Random Stuff - Chapter 294
Before we even get into what you should do in your relationship, let’s start with what not to do.
“Don’t ever be with someone because someone else pressured you to. I got married the first time because I was raised Catholic and that’s what you were supposed to do. Wrong. I got married the second time because I was miserable and lonely and thought having a loving wife would fix everything for me. Also wrong. Took me three tries to figure out what should have been obvious from the beginning, the only reason you should ever be with the person you’re with is because you simply love being around them. It really is that simple.”
– Greg
When I sent out my request to readers for advice, I asked people who were on their second or third (or fourth) marriages what they did wrong the first few times.
By far, the most common answer was “being with the person for the wrong reasons.”
Some of these wrong reasons included:
Pressure from friends and family.
Feeling like a “loser” because they were single and settling for the first person that came along.

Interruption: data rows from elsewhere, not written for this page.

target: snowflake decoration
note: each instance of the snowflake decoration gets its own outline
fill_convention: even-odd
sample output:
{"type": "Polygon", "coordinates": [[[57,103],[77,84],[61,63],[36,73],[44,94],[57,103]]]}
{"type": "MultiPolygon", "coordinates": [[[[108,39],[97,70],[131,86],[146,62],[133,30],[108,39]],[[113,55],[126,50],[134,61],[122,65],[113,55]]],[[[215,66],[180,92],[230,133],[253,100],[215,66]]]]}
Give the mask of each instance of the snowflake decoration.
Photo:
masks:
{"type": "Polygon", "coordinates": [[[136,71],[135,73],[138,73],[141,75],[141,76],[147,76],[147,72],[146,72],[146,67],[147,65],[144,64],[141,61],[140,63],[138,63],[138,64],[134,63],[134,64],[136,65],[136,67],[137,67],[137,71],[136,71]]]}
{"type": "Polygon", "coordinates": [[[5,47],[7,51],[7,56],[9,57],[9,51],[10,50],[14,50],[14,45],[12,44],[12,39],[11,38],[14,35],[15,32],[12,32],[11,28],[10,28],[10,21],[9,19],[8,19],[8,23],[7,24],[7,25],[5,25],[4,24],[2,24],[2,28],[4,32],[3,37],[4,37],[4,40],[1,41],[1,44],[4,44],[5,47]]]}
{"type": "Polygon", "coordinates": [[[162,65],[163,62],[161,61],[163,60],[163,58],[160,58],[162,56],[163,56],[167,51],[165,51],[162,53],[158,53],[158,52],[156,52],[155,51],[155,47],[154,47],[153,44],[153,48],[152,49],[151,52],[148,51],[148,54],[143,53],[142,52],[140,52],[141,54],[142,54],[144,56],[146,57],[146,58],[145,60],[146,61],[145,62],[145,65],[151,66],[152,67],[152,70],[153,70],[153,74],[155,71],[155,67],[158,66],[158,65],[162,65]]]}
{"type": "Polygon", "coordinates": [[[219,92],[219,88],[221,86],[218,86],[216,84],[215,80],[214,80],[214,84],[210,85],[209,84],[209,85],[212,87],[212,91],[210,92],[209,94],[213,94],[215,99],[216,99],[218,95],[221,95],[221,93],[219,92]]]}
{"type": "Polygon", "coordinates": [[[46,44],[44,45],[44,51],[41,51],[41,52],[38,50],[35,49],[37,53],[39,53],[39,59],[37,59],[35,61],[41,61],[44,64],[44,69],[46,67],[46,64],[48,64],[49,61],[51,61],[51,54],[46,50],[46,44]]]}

Being together for image — because the relationship looked good on paper (or in photos), not because the two people actually admired each other.
Being young and naive and hopelessly in love and thinking that love would solve everything.
Everything that makes a relationship “work” (and by work, I mean that it is happy and sustainable for both people involved) requires a genuine, deep-level admiration for each other. Without that mutual admiration, everything else will unravel.
The other “wrong” reason to enter into a relationship is, like Greg said, to “fix” yourself. This desire to use the love of someone else to soothe your own emotional problems inevitably leads to codependence, an unhealthy and damaging dynamic between two people where there exists a tacit agreement to use each other’s love as a distraction from one’s own self-loathing. We’ll get more into codependence later, but for now, it’s useful to point out that love, itself, is neutral. It is something that can be both healthy or unhealthy, helpful or harmful, depending on why and how you love someone else and are loved by someone else. By itself, love is never enough to sustain a relationship.